El profesor de Economía entró con aires de grandeza -merecidos- y un reto que bombeó desde el primer instante mi sentido de la curiosidad: “¿Por qué se han disparado las acciones de las grandes empresas del mundo del chocolate?” Pues bien, los brokers de Wall Street habían llegado a la conclusión de que la importante subida en los impuestos del tabaco, un día antes, haría que el pequeño porcentaje de dinero que no se gastaría en cigarrillos pasase a manos de otra adicción más accesible, el chocolate. Luego nos contó cómo, en periodos de crisis, los pintalabios rojos triplican sus ventas: “se busca llamar la atención, casi como un mecanismo de defensa subconsciente contra la impotencia de no poder comprar un bonito vestido o unos zapatos lujosos”.

De aquél entonces aprendí una obviedad: que existe una conexión razonable entre lo que somos y lo que hicimos. La inmensa mayoría de la gente ve en los videojuegos un entretenimiento más. Un tablero de parchís evolucionado. Pero si, al igual que en las clases de Economía, tiramos del hilo, descubriremos una verdad más grande. Más imponente.

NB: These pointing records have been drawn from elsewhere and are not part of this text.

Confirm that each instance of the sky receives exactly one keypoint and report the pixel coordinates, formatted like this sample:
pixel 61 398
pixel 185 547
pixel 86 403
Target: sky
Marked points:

Que Mario Bros gustara tanto a los adolescentes de la década de los 80 hizo que la industria, reacia a invertir, creciera. Los barriles de Donkey Kong y los fantasmas de Pacman evolucionaron ha pasos de gigante: aventureros que viajaban para salvar a la princesa Zelda, carreras de vehículos voladores con el fascinante ‘Modo 7’, estrategias para ser el dueño de la edad de los imperios, simuladores de vuelo… Cada moneda que caía en los recreativos era un impulso más a la imaginería de los que estaban llamados a liderar el mundo. La experiencia del juego se expandió como un virus que quería más y más. La idea de jugar juntos, con personas de cualquier otro rincón del planeta, avivó el sistema en red. El propio juego abrió los ojos de las empresas punteras, que empezaron a ver a Internet cómo un sistema de comunicación: IRC, Messenger, Facebook, Tuenti, Twitter, MySpace. Esa presencia masiva arrastró al resto de usuarios, incluidos aquellos que un día publicarían miles de cables bajo la cabecera de ‘Wikileaks’.

Ayer, sin ir más lejos, jugué con un amigo a ‘Kinect’, un sistema que nos introduce en el mismo juego como los auténticos protagonistas. Hay gente que cree en su otra vida 2.0, esa en la que es un diestro guerrero y lucha contra orcos junto a sus amigos de Kioto. Y, por todo esto, ‘Tron’ (1982) merece el mismo halago que Julio Verne: visionarios.